Hay cuestiones que desde la razón cuestan de ver claro, pero desde el corazón se comprenden mejor.

Así son los misterios: desde la cabeza, desde la razón entenderse, no se entienden, pero desde el corazón algo sí que se comprenden.

Nosotros confesamos un Dios que es Trinidad, que es misterio, que es difícil de entender, pero desde el corazón, fácil de comprender.

Hoy celebramos y contemplamos tanto el misterio de Dios como el del ser humano. El misterio de la complejidad y comprensión de ambos, pues: “Dios creó al hombre a su imagen; hombre y hembra lo creó”

Somos tal para cual. Él es nuestro referente, en Él nos miramos para alcanzar plenitud, y realizar el diseño bajo el cual fuimos hechos. Si Dios es misterio, nosotros también, somos otro tanto.

Nos creó a su imagen y semejanza, incapaces de bastarnos a nosotros mismo, pero capaces de amar, de realizarnos y complacernos en otras personas. Nos hizo incapaces de alcanzar la felicidad, la realización, la salvación o santidad en solitario.

La vida, que es un misterio, necesita del amor, que es otro misterio, para alcanzar su plenitud y conocer lo que el ser humano busca, lo que venimos llamando “felicidad”.

La persona necesita del amor para ser humana. Y si es creyente necesitará del amor para conocer a Dios.

El amor es la clave que nos aclara el misterio, nos lleva a Dios y al prójimo, es más, nos lleva a encontrarnos con nosotros mismos. El amor es la clave que explica nuestra fe y nos permite comprender a Dios.

Si encontrarse con Dios es una gracia, una suerte; el creer y el amar son el agradecimiento.

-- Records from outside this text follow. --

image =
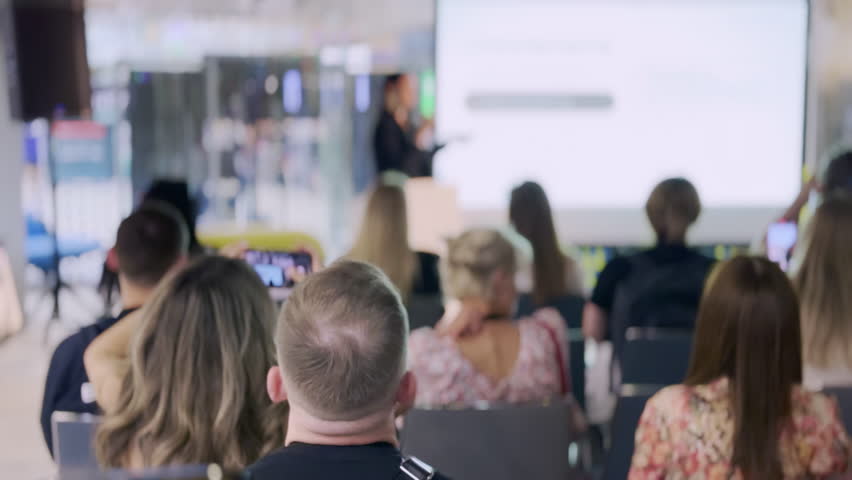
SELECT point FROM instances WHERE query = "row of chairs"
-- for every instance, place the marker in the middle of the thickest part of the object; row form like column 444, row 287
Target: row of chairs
column 536, row 441
column 497, row 443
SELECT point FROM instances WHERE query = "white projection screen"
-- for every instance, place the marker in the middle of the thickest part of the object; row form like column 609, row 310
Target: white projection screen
column 598, row 100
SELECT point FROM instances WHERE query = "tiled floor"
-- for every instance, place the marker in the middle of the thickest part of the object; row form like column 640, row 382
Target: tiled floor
column 23, row 364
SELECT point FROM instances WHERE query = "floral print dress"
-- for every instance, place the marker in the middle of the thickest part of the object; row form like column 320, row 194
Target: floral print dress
column 445, row 378
column 687, row 432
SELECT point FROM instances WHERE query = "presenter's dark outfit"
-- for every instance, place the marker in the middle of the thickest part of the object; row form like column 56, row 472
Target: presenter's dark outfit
column 396, row 150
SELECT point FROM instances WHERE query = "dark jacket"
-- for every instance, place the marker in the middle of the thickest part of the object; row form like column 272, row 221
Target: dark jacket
column 395, row 149
column 67, row 378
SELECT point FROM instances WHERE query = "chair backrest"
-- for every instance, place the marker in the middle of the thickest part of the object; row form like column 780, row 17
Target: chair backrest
column 628, row 410
column 501, row 443
column 424, row 310
column 844, row 401
column 577, row 364
column 570, row 307
column 73, row 440
column 655, row 356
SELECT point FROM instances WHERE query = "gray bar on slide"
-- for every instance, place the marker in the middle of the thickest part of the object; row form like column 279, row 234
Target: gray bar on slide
column 539, row 101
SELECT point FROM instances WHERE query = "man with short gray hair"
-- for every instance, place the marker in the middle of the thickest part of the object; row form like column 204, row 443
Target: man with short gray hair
column 341, row 343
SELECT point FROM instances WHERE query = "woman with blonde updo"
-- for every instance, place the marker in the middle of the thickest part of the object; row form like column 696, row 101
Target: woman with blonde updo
column 477, row 353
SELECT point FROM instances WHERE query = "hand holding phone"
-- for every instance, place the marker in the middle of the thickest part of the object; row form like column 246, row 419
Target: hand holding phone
column 279, row 269
column 781, row 239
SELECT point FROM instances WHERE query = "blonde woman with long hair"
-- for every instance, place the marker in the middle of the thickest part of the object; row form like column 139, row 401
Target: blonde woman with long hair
column 383, row 242
column 824, row 284
column 193, row 389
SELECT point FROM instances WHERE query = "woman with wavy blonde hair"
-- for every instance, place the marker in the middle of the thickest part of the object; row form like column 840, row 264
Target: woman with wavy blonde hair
column 383, row 242
column 194, row 391
column 824, row 284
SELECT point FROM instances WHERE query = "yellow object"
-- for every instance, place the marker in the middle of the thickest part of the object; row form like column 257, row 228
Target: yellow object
column 259, row 238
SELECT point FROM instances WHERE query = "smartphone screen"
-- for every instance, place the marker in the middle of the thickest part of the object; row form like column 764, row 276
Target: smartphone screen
column 781, row 239
column 273, row 267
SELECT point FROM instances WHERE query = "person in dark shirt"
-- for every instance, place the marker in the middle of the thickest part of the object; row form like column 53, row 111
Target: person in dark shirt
column 341, row 354
column 150, row 243
column 397, row 145
column 672, row 208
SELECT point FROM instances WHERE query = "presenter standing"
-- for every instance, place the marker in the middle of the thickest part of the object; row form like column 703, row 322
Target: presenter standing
column 399, row 146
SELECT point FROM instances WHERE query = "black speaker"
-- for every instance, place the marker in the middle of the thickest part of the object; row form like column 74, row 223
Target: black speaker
column 49, row 59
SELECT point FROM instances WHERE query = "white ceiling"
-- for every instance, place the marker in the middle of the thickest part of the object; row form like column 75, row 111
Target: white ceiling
column 372, row 17
column 181, row 32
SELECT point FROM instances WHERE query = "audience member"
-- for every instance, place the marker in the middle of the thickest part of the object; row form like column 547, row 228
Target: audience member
column 192, row 390
column 741, row 412
column 383, row 242
column 171, row 192
column 341, row 356
column 555, row 275
column 150, row 243
column 835, row 180
column 824, row 284
column 477, row 353
column 660, row 287
column 176, row 194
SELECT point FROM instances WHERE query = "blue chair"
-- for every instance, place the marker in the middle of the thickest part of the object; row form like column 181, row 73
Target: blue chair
column 46, row 252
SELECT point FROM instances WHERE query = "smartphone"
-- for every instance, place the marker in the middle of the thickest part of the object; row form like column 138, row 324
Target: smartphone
column 274, row 267
column 781, row 239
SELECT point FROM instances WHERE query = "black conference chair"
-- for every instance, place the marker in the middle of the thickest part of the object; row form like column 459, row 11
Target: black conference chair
column 844, row 401
column 424, row 310
column 577, row 365
column 501, row 443
column 655, row 356
column 628, row 410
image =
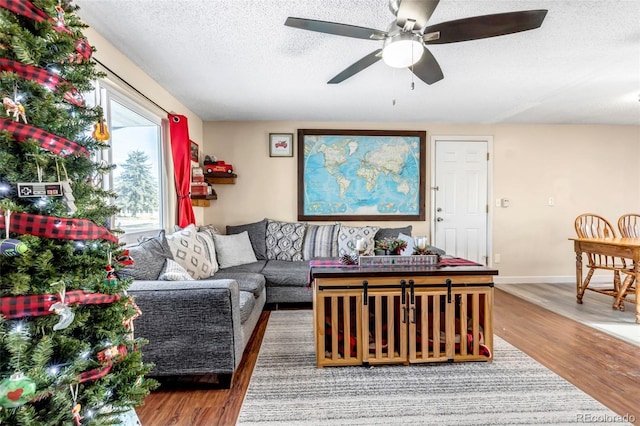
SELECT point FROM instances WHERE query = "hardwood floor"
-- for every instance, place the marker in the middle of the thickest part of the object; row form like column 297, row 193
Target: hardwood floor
column 606, row 368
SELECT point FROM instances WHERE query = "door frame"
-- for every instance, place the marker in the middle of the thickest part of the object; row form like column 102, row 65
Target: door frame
column 432, row 178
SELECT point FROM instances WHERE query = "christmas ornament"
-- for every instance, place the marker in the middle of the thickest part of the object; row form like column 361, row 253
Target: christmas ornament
column 111, row 279
column 100, row 131
column 61, row 308
column 39, row 189
column 14, row 109
column 16, row 390
column 10, row 247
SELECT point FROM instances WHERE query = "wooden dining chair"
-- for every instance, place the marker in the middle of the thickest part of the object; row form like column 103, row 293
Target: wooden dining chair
column 629, row 225
column 589, row 225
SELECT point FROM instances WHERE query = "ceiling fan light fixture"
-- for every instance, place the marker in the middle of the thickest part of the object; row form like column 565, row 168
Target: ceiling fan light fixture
column 402, row 50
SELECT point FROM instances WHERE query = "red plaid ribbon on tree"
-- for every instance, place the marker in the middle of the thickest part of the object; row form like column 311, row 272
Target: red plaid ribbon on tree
column 49, row 141
column 44, row 77
column 57, row 227
column 29, row 10
column 37, row 305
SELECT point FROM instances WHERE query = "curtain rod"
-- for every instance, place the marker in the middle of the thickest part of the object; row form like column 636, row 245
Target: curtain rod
column 128, row 84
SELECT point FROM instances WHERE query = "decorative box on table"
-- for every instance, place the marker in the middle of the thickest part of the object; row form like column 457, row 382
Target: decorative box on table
column 427, row 259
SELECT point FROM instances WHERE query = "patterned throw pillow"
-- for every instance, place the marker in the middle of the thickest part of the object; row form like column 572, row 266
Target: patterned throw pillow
column 174, row 272
column 320, row 241
column 348, row 235
column 190, row 252
column 284, row 240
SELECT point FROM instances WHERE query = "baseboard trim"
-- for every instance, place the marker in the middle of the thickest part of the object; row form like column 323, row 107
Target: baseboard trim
column 557, row 279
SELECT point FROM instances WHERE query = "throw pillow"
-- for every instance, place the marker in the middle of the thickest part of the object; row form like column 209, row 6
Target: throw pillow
column 234, row 250
column 174, row 272
column 348, row 235
column 393, row 232
column 207, row 240
column 284, row 240
column 190, row 252
column 408, row 250
column 148, row 259
column 320, row 241
column 257, row 235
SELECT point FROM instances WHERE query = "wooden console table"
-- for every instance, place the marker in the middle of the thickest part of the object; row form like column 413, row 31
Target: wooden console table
column 402, row 314
column 628, row 248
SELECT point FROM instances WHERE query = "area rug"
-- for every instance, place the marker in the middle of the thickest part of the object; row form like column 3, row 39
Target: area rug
column 286, row 388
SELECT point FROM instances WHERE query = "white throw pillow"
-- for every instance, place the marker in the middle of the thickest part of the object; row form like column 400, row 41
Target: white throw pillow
column 190, row 252
column 234, row 250
column 348, row 235
column 174, row 272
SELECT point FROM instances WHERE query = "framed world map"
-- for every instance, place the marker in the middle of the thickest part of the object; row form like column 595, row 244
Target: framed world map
column 361, row 175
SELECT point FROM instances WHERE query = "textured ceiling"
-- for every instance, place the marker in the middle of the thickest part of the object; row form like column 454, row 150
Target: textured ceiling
column 236, row 60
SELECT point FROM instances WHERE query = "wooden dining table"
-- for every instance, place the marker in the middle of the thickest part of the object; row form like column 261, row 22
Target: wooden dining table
column 626, row 248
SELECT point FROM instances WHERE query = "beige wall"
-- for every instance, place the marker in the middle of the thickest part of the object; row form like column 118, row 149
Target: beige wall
column 111, row 57
column 584, row 168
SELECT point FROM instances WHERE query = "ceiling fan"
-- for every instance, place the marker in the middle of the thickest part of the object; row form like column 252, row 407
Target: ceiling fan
column 405, row 41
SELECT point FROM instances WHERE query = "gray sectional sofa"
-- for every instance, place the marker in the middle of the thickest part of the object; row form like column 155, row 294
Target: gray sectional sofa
column 201, row 293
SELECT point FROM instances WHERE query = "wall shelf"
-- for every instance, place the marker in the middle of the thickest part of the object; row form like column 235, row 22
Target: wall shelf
column 221, row 178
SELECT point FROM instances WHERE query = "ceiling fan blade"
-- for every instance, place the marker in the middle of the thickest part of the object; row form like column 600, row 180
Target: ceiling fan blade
column 336, row 28
column 427, row 68
column 418, row 10
column 483, row 26
column 356, row 67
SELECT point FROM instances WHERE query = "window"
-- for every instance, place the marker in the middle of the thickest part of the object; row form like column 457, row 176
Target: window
column 136, row 139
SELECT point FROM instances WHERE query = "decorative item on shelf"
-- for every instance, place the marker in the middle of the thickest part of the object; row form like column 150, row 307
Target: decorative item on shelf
column 349, row 259
column 390, row 245
column 100, row 130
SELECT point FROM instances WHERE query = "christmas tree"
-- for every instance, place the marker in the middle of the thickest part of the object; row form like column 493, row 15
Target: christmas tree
column 67, row 350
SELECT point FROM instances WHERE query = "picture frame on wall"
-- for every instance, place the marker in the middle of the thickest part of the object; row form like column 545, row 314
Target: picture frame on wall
column 370, row 175
column 195, row 151
column 280, row 144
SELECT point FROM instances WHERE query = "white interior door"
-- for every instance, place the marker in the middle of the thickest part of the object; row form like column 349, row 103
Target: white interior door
column 460, row 196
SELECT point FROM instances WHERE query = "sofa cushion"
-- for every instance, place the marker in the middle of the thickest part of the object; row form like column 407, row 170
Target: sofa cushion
column 257, row 235
column 148, row 259
column 348, row 235
column 284, row 273
column 320, row 241
column 247, row 303
column 174, row 272
column 207, row 240
column 235, row 249
column 247, row 281
column 284, row 240
column 393, row 232
column 190, row 252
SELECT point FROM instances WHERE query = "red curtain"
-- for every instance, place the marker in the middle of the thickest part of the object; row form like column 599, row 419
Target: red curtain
column 181, row 150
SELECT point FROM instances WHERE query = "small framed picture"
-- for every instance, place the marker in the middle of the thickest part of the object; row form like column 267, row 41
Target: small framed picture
column 280, row 144
column 195, row 152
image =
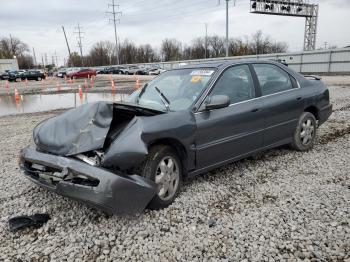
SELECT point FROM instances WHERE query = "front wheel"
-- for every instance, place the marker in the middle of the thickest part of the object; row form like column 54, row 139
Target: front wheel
column 305, row 133
column 163, row 167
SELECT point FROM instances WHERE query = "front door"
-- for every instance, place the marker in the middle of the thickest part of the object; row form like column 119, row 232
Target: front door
column 232, row 132
column 282, row 103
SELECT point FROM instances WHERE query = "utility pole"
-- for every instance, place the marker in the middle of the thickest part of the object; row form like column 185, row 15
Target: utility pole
column 80, row 45
column 65, row 36
column 227, row 27
column 206, row 40
column 34, row 56
column 226, row 42
column 115, row 20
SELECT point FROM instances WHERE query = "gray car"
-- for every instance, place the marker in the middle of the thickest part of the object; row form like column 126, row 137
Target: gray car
column 122, row 157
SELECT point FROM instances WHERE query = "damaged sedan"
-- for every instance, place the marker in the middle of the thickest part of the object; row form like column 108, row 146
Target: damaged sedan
column 124, row 157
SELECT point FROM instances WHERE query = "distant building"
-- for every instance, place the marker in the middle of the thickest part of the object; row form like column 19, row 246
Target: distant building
column 8, row 64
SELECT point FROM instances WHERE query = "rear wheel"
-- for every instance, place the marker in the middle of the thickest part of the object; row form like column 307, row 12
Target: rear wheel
column 305, row 133
column 163, row 167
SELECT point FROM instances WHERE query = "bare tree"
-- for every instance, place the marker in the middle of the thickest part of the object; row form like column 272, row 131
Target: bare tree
column 216, row 46
column 171, row 50
column 10, row 47
column 100, row 54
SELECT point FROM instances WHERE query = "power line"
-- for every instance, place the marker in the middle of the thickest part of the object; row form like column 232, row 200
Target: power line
column 115, row 20
column 79, row 37
column 226, row 41
column 65, row 36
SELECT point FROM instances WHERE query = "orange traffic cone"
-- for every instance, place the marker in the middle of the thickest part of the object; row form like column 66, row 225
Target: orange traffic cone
column 137, row 84
column 113, row 85
column 92, row 80
column 58, row 86
column 17, row 97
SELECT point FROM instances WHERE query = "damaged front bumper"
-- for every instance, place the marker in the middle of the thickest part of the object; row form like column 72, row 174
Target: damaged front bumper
column 113, row 193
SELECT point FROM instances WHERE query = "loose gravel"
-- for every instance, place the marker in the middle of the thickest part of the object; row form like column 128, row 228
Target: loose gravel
column 281, row 205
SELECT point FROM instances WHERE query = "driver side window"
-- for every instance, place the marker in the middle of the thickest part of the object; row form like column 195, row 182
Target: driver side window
column 272, row 79
column 236, row 83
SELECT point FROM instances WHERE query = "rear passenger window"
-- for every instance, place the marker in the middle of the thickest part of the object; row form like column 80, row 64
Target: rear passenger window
column 272, row 79
column 237, row 83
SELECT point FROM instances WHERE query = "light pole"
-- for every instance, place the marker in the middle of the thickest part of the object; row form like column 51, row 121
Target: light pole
column 227, row 27
column 206, row 40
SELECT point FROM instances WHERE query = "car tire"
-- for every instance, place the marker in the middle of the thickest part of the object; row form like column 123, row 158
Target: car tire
column 305, row 133
column 168, row 178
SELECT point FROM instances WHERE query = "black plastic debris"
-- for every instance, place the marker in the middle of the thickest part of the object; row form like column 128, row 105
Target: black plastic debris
column 212, row 222
column 22, row 222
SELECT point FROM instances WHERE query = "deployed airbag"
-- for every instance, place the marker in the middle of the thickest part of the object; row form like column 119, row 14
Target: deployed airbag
column 76, row 131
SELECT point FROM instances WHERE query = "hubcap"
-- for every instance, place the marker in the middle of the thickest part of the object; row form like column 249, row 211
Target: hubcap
column 307, row 132
column 167, row 178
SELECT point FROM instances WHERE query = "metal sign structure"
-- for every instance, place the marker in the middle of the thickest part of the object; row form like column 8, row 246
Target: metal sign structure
column 298, row 8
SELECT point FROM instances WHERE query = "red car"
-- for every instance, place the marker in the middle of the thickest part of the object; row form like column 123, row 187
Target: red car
column 82, row 73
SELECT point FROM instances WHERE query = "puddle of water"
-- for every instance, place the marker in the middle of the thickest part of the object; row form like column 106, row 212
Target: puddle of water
column 9, row 105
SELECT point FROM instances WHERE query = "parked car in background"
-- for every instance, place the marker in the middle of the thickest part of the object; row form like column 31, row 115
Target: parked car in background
column 156, row 71
column 132, row 70
column 183, row 123
column 62, row 72
column 37, row 75
column 4, row 75
column 82, row 73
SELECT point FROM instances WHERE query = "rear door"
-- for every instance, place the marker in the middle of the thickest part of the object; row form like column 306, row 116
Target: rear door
column 282, row 103
column 228, row 133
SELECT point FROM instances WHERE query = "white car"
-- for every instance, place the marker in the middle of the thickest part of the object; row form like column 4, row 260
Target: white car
column 156, row 71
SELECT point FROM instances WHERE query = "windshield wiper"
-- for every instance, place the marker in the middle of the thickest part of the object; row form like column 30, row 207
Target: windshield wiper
column 165, row 100
column 141, row 93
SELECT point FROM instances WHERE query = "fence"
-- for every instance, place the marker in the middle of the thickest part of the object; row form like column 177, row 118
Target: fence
column 8, row 64
column 332, row 61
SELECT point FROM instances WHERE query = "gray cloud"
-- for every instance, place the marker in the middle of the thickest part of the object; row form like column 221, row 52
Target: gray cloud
column 38, row 22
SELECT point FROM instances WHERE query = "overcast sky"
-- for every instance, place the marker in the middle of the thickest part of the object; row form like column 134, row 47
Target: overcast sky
column 38, row 22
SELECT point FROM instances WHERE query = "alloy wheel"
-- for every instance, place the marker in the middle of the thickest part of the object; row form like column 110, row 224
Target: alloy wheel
column 307, row 132
column 167, row 177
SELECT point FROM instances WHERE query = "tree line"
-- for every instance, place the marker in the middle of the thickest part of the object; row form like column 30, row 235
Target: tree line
column 103, row 53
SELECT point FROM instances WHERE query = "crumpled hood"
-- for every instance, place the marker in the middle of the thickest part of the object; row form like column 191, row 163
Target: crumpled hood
column 76, row 131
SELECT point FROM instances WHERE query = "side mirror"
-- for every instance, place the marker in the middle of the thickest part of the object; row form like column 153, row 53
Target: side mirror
column 217, row 102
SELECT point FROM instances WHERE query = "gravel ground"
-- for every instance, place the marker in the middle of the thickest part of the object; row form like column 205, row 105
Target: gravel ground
column 282, row 205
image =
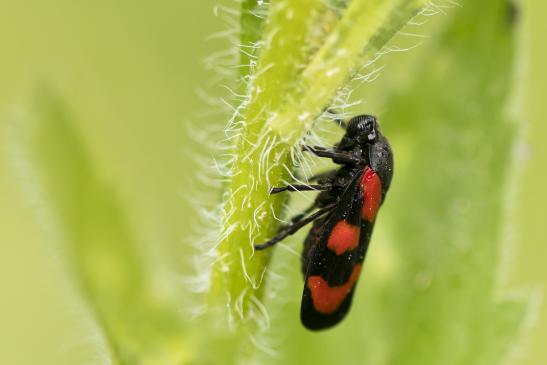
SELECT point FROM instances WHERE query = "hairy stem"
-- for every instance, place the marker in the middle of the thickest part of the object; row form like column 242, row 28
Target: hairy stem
column 308, row 51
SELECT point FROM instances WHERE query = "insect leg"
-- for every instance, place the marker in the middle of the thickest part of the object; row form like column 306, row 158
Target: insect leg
column 339, row 121
column 293, row 228
column 341, row 157
column 322, row 175
column 322, row 187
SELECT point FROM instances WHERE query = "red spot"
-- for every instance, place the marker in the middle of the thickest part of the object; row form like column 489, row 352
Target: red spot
column 327, row 299
column 344, row 237
column 372, row 194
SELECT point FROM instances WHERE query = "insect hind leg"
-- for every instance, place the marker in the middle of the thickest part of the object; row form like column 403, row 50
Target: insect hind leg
column 295, row 227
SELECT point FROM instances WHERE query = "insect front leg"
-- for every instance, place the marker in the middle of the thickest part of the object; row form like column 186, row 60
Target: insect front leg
column 292, row 188
column 295, row 227
column 337, row 157
column 336, row 119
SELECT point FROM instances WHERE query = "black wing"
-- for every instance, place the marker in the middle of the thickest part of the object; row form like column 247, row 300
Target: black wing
column 334, row 262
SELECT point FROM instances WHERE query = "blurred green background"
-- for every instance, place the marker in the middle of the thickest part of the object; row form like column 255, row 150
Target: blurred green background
column 130, row 75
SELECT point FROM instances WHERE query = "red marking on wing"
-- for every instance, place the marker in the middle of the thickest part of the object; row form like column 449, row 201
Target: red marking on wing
column 344, row 237
column 372, row 194
column 327, row 299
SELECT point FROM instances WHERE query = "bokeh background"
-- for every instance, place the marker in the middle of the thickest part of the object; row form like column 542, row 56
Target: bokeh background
column 131, row 75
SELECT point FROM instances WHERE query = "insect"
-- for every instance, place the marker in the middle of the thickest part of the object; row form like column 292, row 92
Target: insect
column 345, row 212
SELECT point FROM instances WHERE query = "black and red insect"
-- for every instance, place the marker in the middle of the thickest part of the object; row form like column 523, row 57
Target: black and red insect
column 345, row 211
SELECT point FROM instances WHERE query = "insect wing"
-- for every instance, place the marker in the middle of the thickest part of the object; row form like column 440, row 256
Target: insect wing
column 334, row 263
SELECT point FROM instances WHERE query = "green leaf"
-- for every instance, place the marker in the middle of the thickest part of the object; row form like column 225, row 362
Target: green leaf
column 86, row 221
column 309, row 50
column 431, row 292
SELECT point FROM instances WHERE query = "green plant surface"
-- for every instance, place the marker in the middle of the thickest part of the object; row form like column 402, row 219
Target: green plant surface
column 434, row 289
column 82, row 215
column 431, row 290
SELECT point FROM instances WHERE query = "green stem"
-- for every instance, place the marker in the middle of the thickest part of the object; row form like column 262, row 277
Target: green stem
column 307, row 54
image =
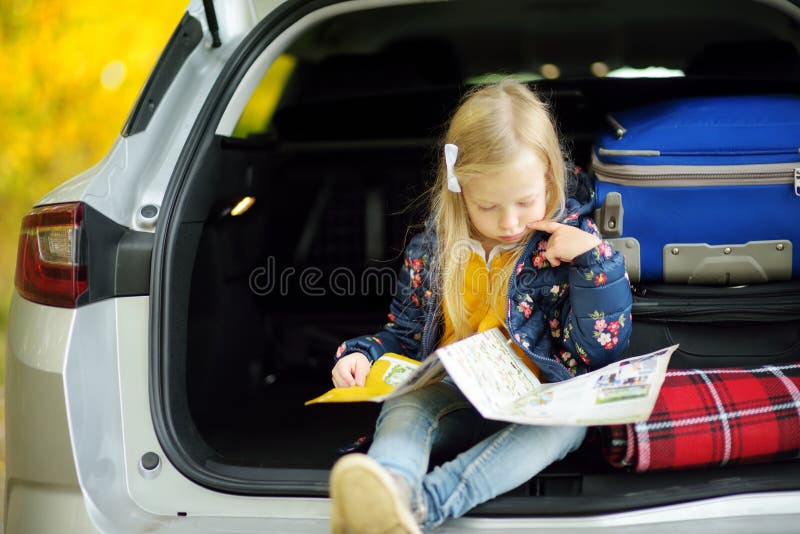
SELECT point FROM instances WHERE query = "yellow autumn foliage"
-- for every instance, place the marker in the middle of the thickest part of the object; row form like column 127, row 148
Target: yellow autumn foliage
column 69, row 74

Jesús nunca exigió a sus discípulos que amaran a Dios en exclusiva, sino que se amaran los unos a los otros como Él les amó. Jesús, nos exige conversión, cambio personal en profundidad para que venciendo el instinto de conservación que siempre conduce al egoísmo, consiguiéramos ser “alguien” para los demás.

Os recuerdo que para San Juan, amar es tener en el primer plano de tu consciencia, en el horizonte de tu vida al “otro”, a los demás. Por eso el amor nos asemeja a Dios, nos hace ser alguien para los demás, nos hace ser de los demás.

Dios es alguien en quien nos encontramos y nos identificamos. Dios nos identifica, nos hace dejar de ser anónimos, de ser masa.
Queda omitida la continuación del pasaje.